A l’origine, les bourses permettaient aux entreprises d’accéder à l’argent des investisseurs pour financer de nouveaux projets, pour se développer. Vous aviez de l’épargne, elles avaient un projet, vous investissez une partie de votre épargne, elles se développaient et vous rémunéraient sous forme de dividendes. Rien d’extraordinaire.

Or, aujourd’hui, Volkswagen, Renault, Peugeot, Airbus et consorts ferment leurs usines. Les compagnies aériennes ne volent plus. Et je ne vous parle pas des milliers de contractants et sous-contractants en amont. Bref, pendant la Coronacrise, l’Europe n’a plus d’économie. Se pose donc la question : « pourquoi les bourses continuent-elles à nous balancer des cotations sans réelles valeurs  sous-jacentes ? »

…. « oui mais aujourd’hui, les bourses servent encore à autre chose » me rétorque un banquier de ma famille. Il prend bien garde à ne pas préciser.

C’est vrai que la finance moderne à inventé tant de jeux de casinos qu’on ne saurait se limiter au seul financement des sociétés : warrants, puts, calls, butterfiles, Mae Wests, futures, futures sur options, options sur futures, CDS, CDO’s short selling. Ça en arracherait une larme à Monsieur Sylvestre, l’emblématique banquier de Wall Street.
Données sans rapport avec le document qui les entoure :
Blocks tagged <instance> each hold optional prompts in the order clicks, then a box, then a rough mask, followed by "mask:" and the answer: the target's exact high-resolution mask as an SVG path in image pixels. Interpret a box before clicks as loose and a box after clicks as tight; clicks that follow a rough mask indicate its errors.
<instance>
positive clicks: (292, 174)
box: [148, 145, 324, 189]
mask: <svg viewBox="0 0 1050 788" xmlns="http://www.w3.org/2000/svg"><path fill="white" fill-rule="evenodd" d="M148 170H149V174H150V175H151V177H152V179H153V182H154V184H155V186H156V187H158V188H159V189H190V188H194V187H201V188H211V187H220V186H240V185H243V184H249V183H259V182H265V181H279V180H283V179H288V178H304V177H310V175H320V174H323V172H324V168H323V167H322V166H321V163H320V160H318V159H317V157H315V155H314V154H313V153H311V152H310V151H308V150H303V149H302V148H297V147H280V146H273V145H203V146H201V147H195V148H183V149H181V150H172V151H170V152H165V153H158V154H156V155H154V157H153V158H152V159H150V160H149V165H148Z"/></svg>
En gros, le refus des financiers de fermer -pour un temps- les bourses met à nu l’inavouable : elles servent à spéculer. Spéculer à la baisse bien entendu, à travers les puts et les ventes à découvert. Il est d’ailleurs remarquable de noter qu’en Italie, pays européen le plus touché par le virus, les ventes à découvert viennent d’être interdites pour trois mois.

Si par bonheur, nous avions, sur le vieux Continent, quelque chose comme une Union Européenne, il s’y trouverait probablement une personne intelligente et capable de prendre ses responsabilités. Elle ordonnerait la fermeture de ces plateformes numériques dont la bande passante sert juste à gêner médecins, étudiants, télétravailleurs et Youporneurs dans leurs activités ô combien plus essentielles.